- First appearance: The Transformers: The Movie
- Voiced by: Susan Blu, Masako Katsuki, others

In-universe information
- Race: Cybertronian
- Affiliation: Autobot

= Arcee =

Transformers character

Arcee is a robot character in the Transformers franchise, an Autobot usually pink in color. She is the franchise's main female Transformer, having made more appearances than any other.

==History==
Within the Transformers 1980s cartoon, Arcee is a female Autobot warrior who turns into a pink convertible. Her 1980s cartoon depiction is voiced by Susan Blu in English and by Masako Katsuki in Japanese. In the first year of the Transformers brand, Hasbro rejected the notion of female Transformers. While working on the script for The Transformers: The Movie in late 1984, Ron Friedman successfully insisted on the inclusion of at least one female Transformer, which resulted in Arcee. Arcee's appearances in Transformers cartoons were mostly filling the role of a "token female" until Transformers: Prime, which gave her a more distinct personality and a blue color scheme to downplay her stereotypical femininity.

Arcee was initially set to be in the 2007 Transformers film and had a positive fan reaction, but because there was not enough time in the movie to explain the presence of a "female" in a robotic race, she was dropped from the script. Arcee appeared in the film's sequel, Transformers: Revenge of the Fallen as part of a trio of female Transformers, but she was onscreen for only about two minutes before dying. Director Michael Bay stated that she was killed off because he did not like her, saying that his thought process for her inclusion was to "get it out and get it over with". Arcee later made a cameo appearance in Bumblebee before getting a supporting role in Transformers: Rise of the Beasts.

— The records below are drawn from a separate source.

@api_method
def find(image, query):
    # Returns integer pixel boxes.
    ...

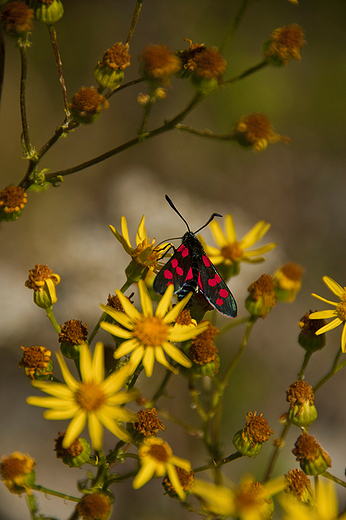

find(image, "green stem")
[18,40,33,157]
[219,0,251,54]
[32,484,80,502]
[48,25,70,122]
[321,471,346,487]
[126,0,143,43]
[46,92,206,182]
[46,307,61,334]
[193,451,243,473]
[223,60,269,86]
[313,349,346,393]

Within the Transformers comic series by IDW Publishing, writer Simon Furman created Spotlight: Arcee, a 2008 story about Arcee's origin as a female Transformer. The story depicts Arcee as having once been genderless, but being forcibly turned female by the mad scientist Jhiaxus. The experiments by Jhiaxus turned Arcee into an insane murderer. This backstory was criticized by writer Mairghread Scott, who described it as sexist. Later stories within the comic series, written primarily by John Barber and Jenevieve Frank, expand upon Arcee's backstory by establishing that she is a trans woman and that her insanity was caused because of post-treatment medical abuse, not because she was turned female. Within the comic series she is also in a lesbian relationship with the Autobot Aileron.